Development of High-Throughput and Real-Time Methods for the Detection of Infective Enteric VirusesEPA Grant Number: R833008
Title: Development of High-Throughput and Real-Time Methods for the Detection of Infective Enteric Viruses
Investigators: Chen, Wilfred , Mulchandani, Ashok , Myung, Nosang V.
Current Investigators: Chen, Wilfred , Mulchandani, Ashok , Myung, Nosang V. , Yates, Marylynn V.
Institution: University of California - Riverside
EPA Project Officer: Page, Angela
Project Period: August 31, 2006 through August 30, 2009 (Extended to August 26, 2011)
Project Amount: $600,000
RFA: Development and Evaluation of Innovative Approaches for the Quantitative Assessment of Pathogens in Drinking Water (2005) RFA Text | Recipients Lists
Research Category: Drinking Water , Water
The main goal of this research is to improve on the current analytical methods for quantitative detection of infective enteric viruses, specifically the non-polio enteroviruses (NPEV), in drinking water. The overall objective of the research is to develop methods to provide high-throughput real-time detection and quantitation of infective enteric viruses from contaminated water.
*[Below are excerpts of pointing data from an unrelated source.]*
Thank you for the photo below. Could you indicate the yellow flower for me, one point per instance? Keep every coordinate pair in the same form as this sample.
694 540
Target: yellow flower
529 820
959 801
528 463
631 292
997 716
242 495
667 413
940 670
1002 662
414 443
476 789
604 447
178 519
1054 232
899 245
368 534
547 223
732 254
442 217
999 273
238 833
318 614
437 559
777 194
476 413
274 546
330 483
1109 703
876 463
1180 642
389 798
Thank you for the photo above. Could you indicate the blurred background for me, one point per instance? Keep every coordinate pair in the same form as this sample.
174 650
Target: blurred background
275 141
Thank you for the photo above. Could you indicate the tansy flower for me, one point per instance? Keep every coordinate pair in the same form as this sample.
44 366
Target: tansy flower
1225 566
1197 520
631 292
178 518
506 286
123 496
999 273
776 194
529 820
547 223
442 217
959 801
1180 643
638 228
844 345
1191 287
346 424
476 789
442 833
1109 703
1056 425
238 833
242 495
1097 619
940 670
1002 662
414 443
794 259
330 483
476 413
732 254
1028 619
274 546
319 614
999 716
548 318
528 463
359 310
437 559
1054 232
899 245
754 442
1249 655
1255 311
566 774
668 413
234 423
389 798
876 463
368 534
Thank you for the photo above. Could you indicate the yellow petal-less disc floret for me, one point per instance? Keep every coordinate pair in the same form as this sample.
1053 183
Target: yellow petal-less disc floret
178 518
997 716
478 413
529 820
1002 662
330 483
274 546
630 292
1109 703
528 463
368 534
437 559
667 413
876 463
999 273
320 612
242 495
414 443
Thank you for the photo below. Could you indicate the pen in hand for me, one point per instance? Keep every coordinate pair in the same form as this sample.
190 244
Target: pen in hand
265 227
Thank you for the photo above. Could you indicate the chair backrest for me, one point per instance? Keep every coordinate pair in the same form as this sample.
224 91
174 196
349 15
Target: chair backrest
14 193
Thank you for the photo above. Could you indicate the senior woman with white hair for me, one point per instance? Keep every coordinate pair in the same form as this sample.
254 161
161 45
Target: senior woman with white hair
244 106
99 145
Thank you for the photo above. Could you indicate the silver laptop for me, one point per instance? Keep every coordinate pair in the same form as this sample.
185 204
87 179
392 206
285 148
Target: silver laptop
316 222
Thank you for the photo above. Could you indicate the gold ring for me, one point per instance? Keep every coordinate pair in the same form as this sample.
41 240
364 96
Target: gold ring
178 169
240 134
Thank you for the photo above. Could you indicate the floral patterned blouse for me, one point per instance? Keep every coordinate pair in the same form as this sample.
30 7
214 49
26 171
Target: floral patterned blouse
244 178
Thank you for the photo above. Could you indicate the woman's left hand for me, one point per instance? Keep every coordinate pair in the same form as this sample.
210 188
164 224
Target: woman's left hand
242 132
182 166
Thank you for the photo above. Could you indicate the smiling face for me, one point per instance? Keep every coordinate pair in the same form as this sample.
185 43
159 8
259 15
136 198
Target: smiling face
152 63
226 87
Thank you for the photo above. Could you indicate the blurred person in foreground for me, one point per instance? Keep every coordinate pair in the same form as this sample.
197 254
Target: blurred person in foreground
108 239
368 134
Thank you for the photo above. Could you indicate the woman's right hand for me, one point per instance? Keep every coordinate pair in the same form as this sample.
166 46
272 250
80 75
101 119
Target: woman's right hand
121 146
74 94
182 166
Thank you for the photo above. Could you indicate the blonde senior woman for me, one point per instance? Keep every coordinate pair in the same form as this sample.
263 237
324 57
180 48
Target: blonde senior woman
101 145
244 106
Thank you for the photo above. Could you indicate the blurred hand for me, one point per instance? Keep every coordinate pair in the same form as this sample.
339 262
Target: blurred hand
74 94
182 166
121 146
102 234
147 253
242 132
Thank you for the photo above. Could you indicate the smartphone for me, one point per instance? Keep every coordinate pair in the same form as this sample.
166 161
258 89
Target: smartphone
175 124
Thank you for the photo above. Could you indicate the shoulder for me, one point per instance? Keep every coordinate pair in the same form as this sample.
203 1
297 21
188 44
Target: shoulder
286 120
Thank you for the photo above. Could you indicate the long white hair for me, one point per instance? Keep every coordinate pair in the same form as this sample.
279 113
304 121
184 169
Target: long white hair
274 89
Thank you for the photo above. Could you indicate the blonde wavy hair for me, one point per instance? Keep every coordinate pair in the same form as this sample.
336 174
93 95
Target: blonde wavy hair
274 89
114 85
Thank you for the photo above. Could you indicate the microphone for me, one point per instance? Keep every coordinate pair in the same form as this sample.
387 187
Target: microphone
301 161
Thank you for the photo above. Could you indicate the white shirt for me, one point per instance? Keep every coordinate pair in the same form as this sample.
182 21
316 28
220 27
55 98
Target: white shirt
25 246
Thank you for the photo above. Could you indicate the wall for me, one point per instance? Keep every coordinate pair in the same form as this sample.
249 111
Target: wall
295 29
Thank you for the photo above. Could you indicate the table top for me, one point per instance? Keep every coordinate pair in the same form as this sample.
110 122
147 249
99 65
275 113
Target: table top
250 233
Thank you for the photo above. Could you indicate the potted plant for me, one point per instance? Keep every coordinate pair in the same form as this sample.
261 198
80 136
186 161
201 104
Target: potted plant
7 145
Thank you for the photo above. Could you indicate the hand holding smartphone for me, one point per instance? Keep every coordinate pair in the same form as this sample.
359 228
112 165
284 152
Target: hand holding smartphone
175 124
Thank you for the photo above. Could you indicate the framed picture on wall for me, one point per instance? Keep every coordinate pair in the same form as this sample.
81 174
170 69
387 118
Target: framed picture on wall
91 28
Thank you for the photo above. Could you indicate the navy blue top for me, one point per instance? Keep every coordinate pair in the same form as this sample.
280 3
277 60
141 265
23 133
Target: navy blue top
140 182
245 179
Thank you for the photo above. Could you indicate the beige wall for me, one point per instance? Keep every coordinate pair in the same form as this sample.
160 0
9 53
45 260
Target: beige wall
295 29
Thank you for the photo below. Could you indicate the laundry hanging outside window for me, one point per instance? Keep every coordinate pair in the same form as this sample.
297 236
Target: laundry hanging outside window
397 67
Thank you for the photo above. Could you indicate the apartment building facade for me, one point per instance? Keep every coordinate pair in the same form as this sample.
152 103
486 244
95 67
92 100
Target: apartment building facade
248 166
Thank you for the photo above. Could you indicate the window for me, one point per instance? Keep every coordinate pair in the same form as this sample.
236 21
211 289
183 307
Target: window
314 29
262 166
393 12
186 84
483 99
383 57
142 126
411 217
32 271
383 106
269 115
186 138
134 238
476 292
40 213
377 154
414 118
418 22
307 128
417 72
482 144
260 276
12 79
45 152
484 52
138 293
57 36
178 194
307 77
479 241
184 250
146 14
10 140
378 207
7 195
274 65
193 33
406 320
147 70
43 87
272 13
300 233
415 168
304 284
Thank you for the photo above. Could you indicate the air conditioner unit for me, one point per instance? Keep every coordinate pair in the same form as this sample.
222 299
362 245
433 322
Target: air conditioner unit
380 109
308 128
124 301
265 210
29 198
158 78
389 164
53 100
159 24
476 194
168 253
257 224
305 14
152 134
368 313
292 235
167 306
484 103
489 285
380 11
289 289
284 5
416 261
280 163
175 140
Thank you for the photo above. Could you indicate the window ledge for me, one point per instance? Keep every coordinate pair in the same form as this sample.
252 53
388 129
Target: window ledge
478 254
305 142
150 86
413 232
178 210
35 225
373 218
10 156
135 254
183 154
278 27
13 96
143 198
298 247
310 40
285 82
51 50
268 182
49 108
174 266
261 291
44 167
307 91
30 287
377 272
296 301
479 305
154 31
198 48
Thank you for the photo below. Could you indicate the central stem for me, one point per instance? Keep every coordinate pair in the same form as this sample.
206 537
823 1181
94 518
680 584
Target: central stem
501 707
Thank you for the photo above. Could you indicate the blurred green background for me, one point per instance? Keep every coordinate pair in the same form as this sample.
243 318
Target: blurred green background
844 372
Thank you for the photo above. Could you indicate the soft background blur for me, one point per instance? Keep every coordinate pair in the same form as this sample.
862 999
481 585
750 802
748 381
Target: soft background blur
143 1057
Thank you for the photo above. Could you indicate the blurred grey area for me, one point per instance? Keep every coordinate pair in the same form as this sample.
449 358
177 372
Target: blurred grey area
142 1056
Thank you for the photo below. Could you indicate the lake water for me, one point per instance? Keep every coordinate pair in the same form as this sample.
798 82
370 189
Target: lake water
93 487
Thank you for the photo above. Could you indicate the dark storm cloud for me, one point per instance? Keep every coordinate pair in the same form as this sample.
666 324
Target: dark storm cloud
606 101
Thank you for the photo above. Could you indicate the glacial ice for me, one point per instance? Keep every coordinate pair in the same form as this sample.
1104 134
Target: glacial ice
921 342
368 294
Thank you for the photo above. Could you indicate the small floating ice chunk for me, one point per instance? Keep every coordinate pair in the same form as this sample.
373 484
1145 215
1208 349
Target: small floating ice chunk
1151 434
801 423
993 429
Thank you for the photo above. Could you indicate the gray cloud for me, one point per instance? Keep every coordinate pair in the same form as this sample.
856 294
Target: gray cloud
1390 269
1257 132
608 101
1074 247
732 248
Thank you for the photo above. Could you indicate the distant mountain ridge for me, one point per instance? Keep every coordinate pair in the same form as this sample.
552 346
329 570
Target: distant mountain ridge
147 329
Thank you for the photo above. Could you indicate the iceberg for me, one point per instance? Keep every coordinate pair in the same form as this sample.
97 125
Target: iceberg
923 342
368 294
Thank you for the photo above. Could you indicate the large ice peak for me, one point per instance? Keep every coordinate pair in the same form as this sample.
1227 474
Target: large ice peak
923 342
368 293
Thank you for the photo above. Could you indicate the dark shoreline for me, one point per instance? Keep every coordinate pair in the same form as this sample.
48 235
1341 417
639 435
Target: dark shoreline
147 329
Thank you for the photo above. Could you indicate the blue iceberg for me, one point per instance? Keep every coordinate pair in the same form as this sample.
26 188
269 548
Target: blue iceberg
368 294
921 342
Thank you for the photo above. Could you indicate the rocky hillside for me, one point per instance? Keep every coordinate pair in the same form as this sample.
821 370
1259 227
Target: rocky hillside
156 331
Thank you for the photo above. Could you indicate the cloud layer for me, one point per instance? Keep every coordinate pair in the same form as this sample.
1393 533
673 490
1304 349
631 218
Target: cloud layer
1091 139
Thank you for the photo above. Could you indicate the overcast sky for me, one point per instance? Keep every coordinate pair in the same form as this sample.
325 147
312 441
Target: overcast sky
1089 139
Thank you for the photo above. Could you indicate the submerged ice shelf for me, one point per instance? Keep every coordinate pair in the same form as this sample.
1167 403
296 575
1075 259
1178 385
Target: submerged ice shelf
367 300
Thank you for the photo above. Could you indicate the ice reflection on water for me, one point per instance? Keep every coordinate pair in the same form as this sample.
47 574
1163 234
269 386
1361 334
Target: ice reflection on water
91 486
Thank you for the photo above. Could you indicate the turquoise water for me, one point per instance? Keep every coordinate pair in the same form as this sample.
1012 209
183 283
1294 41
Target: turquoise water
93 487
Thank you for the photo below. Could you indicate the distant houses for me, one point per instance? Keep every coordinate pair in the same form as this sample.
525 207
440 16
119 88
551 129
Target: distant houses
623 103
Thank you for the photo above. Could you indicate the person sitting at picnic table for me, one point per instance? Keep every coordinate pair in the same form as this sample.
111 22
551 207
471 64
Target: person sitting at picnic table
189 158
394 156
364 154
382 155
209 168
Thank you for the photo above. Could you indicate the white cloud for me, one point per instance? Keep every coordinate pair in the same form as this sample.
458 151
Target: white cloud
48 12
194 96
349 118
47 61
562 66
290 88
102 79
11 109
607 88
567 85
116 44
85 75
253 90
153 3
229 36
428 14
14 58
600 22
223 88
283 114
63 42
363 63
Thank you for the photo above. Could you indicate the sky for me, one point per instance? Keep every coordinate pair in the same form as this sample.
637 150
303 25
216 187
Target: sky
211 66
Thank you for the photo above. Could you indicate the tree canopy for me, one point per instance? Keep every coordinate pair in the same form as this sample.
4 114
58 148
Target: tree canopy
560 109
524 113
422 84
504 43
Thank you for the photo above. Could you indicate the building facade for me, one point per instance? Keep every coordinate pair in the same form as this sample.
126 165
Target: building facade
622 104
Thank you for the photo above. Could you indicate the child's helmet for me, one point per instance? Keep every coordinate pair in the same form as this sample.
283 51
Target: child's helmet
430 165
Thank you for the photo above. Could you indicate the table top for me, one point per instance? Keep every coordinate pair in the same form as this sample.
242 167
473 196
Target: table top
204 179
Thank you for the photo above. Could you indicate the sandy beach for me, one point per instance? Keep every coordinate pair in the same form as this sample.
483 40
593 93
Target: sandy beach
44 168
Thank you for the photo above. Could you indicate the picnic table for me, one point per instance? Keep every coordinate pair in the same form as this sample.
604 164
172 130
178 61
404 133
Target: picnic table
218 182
The specific objectives of this research are to: (1) Develop a new generation of molecular beacons (MBs) based on quantum dots as the fluorophore and gold nanoparticles as the quencher for improved sensitivity and multiplexing capability; (2) Develop a real-time method to probe and quantify infective enteric viruses using TAT- or transferrin-modified nuclease-resistant MBs in infected cell lines without permeabilization; (3) Develop a genetically engineered cell line to probe and quantify infective enteric viruses by generating a protease-sensitive FRET protein pair using an improved CFP-YFP pair; (4) Evaluate the use of flow cytometry for high-throughput sample processing; and (5) Evaluate the above methods to rapidly detect and quantify the presence of infective NPEV in environmental water samples.
The research approach will include in-vivo real-time monitoring of the virus replication in (1) infected BGMK cells using improved nuclease-resistant molecular beacons with quantum dots as the donor and gold nanoparticles as the quencher delivered uniformly to the entire cell population by either TAT or transferrin cell penetrating proteins that will eliminate the need for cell fixing and permeabilizing, (2) genetically engineered cell lines with protease-sensitive protein FRET pair to detect only infective/culturable viruses. We will also explore the use of fluorescence-activated cell sorter for high-throughput, sensitive, selective and rapid analysis, in less than 4 h. The developed protocols will be tested on seeded and unseeded drinking water samples to enable an assessment of the sensitivity of the methods to inhibitors present in environmental waters. The specificity and quantitative capability of the protocols will be assessed by comparing results to standard quantitative cell culture analysis.
The lack of standardized methods that can be routinely performed to detect and quantify infective enteric viruses has limited the amount of information available on the occurrence of these viruses in drinking water and other environmental samples. Thus, an assessment of the risk of enteric virus infection as a result of exposure to drinking water is not possible at this time. The methods developed in this study should improve our ability to provide rapid and efficient results for the detection and quantitation of infective viruses in samples from environmental waters. In addition, the use of flow cytometry will facilitate the analysis of larger numbers of samples in a shorter period of time than is possible using current methods. This will enable the collection of occurrence data in drinking water, which can then be used to assess the potential public health risks from these organisms. More importantly, the methods can be adapted to facilitate the detection of other microorganisms in water, improving our ability to calculate risks from those organisms as well. It may also be used to determine the efficacy of virus inactivation by disinfectants and to monitor virus survival in water.